Tuesday 06 September 2005

 

Time for labor - that means you - to unite.

 

Austin, Texas - Happy Labor Day, comrades. Hail to all who have

yet to be outsourced, downsized, zero-budgeted, streamlined, cut back,

laid off, globalized or otherwise pre-shrunk. Those of us who are

lucky winners in the employment lottery can still enjoy our stagnant

wages, disappearing benefits and collapsing pension plans. What, us worry?

 

Not that I want to start off one of my favorite national holidays

on a bummer note, but it's enough to make Joe Hill rise from the dead

yet again. One of the handicaps Americans have when it comes to

discussing labor is that about 90 percent of us think we're middle

class. Upper-class people are quite as likely to self-identify as

middle class as are working-class folks. And middle-class folks do not

think of themselves as " labor. "

 

How could you be part of labor when you don't wear a hardhat or

carry a lunch bucket? When you live in a suburb and own a bass boat,

as well as an SUV? When you wear a suit and tie or high heels to work?

When you're management, for pity's sake? Because that's what American

labor looks like now - just like you.

 

And American labor has some serious problems. Earlier this month,

Treasury Secretary John Snow observed, " The fruits of strong economic

growth are not spreading equally. " Yo. Phillip Swagel of the

conservative American Enterprise Institute explains: " The gains from

the recovery haven't really filtered down. The gains have gone to

owners of capital and not to workers. " I'd say so myself.

 

For starters, we have a growing economic underclass. In 2004, 37

million Americans - 12.7 percent of us - lived in poverty, the fourth

year in a row the numbers increased. Between one-fourth and one-fifth

of American children are being raised in poverty.

 

Next up, more Americans lack health insurance - 45.8 million.

That's the fourth straight year that figure has gone up, too.
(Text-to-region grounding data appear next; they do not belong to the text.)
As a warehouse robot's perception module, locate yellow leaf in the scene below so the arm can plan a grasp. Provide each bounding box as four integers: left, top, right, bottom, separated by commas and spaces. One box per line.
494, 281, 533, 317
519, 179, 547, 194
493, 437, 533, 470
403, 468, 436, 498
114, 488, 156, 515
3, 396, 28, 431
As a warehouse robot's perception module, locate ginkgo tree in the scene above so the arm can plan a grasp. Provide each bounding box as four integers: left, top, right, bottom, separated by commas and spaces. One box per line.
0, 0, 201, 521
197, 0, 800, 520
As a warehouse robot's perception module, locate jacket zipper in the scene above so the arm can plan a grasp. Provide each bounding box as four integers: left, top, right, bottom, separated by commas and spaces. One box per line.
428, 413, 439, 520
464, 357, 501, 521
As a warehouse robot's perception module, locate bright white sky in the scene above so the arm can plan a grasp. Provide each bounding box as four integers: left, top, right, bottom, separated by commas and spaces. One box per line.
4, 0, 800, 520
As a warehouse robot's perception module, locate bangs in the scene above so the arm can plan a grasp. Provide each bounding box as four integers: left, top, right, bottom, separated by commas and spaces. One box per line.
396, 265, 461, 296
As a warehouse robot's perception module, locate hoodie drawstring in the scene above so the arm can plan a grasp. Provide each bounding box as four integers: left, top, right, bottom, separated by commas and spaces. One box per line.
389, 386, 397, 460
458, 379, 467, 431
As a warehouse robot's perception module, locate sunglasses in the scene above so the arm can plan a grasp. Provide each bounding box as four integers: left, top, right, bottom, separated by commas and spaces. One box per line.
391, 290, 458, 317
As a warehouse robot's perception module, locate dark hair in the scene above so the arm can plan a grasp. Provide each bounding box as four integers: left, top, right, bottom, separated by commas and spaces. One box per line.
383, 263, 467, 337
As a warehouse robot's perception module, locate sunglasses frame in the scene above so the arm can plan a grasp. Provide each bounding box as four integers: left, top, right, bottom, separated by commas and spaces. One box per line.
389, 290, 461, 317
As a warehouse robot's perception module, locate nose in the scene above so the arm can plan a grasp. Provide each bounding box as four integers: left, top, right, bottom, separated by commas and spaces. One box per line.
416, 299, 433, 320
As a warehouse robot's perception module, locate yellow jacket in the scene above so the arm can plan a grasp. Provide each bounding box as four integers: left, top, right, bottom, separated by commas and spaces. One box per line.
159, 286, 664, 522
Six

million more people lacked health insurance in 2004 than in 2000. The

proportion of Americans with employer-sponsored coverage keeps

shrinking, and public insurance programs cannot make up the difference.

 

Meantime, the median income failed to increase for the fifth

straight year, the first time that's happened since the feds started

keeping records in 1967. Since the economy is " in recovery, " where's

all the money going?

 

Corporate CEOs moved up again, now making 431 times as much as the

average worker. Our friends at the Center for American Progress

calculate that if the ratio of CEO-to-worker pay had remained the same

as it was in 1990, 301-to-one, the lowest-paid workers in the United

States would be making $23.03 an hour.

 

There is no great argument over why these things are happening.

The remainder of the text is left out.